Maybe you start by making one daily exercise change and two daily nutrition changes, Calcote suggests.

For example: Add up to 30 minutes of walking at least three times a week for your exercise change and – as Omar suggested – start bringing your lunch to work and eliminate the high-caloric coffee drinks for your two nutrition changes.

Every few weeks you might add a few other changes. Those can include, Omar suggests, using the plate method ( 1/2 of the plate is veggies, 1/4 starchy vegetable or whole grain, 1/4 lean protein), replacing soda with water, cutting (or at least cutting down on) wine (which can contain about 125 calories a glass) and, finally, saying no to free office food.

“The free office food is usually poor-quality, high-carb, high-fat food,” Omar says. “There is little protein or other nutritional value there. Just say no.”

Exercise to tone

Although you might achieve your weight goal with just nutrition changes, Omar encourages exercise for several reasons.

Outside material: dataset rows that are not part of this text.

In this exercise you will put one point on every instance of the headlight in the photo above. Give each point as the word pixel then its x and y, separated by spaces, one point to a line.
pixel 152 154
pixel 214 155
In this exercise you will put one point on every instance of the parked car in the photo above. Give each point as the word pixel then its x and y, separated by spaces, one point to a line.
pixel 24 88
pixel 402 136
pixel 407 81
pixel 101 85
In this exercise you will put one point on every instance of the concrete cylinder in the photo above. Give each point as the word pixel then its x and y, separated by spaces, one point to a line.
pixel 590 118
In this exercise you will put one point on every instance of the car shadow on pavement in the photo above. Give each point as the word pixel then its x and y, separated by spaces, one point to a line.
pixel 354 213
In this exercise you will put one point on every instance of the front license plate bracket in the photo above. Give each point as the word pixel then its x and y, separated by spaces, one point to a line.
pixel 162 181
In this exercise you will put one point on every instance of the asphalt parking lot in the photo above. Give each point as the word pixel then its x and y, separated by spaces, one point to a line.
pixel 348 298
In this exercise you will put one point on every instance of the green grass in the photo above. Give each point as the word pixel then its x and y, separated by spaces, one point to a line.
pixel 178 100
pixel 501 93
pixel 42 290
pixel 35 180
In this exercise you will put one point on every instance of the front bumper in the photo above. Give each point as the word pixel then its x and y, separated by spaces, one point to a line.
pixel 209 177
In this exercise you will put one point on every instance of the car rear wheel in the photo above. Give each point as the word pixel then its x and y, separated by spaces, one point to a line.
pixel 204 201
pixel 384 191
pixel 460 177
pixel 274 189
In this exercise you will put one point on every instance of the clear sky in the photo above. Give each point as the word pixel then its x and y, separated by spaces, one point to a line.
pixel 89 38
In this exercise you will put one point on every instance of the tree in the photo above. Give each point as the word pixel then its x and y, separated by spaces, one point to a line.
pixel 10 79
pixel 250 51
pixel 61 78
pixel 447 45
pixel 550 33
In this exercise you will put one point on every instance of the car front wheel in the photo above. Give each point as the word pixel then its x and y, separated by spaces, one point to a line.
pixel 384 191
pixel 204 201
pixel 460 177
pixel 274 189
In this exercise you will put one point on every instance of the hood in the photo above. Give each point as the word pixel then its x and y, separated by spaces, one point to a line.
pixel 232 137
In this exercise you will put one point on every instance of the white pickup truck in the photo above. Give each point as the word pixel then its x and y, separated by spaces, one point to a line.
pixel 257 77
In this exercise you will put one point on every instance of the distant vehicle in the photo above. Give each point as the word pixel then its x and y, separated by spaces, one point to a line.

“I find that exercise keeps your head in the game,” Omar says. “You also get stress relief, alone time and that endorphin rush. And on top of that you burn calories.”

Ingrid Nelson, a personal trainer in Washington, suggests adding strength training to the mix – even if you are a beginner.

“You are going to see big changes in the body if you incorporate some strength training,” she says. “And if you are looking for weight loss, weight training supports that really well.” The more lean muscle mass you have, the more calories you burn.

Plus, “once the fat melts off, then what are you going to see?” Toned muscle is the goal.

Nelson, who trains a lot of brides, says there are a few “tricks of the trade” to get that swimsuit/wedding dress look (you know: the thin waist and cut shoulders).

If you do shoulder and back work – in other words, add a little bulk and tone to your top – your waist will look smaller.

Change the routine

If you are already active, Nelson says, consider switching up your routine. If you are running long distance three to four times a week, add some track work or interval training and strength training to the mix and see where it takes you in the next few weeks.

“Try something new and see how the body responds,” Nelson says.

Although the Memorial Day beacon is a short-term goal, she suggests it can be a catalyst for self-discovery and long-term change.

Baby steps

Sound overwhelming?

If so, pick two daily nutrition changes and one daily exercise change.

Other practical solutions include getting a pedometer to see how much activity you are getting daily – especially if you don’t have time for big blocks of exercise, Omar says. “It makes you aware of how much you actually move. Sometimes our perceptions are way off.”

The same thing goes for a food log, Omar says. It shows you exactly how many calories you are taking in daily and how that relates to your resting metabolic rate, or your daily caloric need at rest.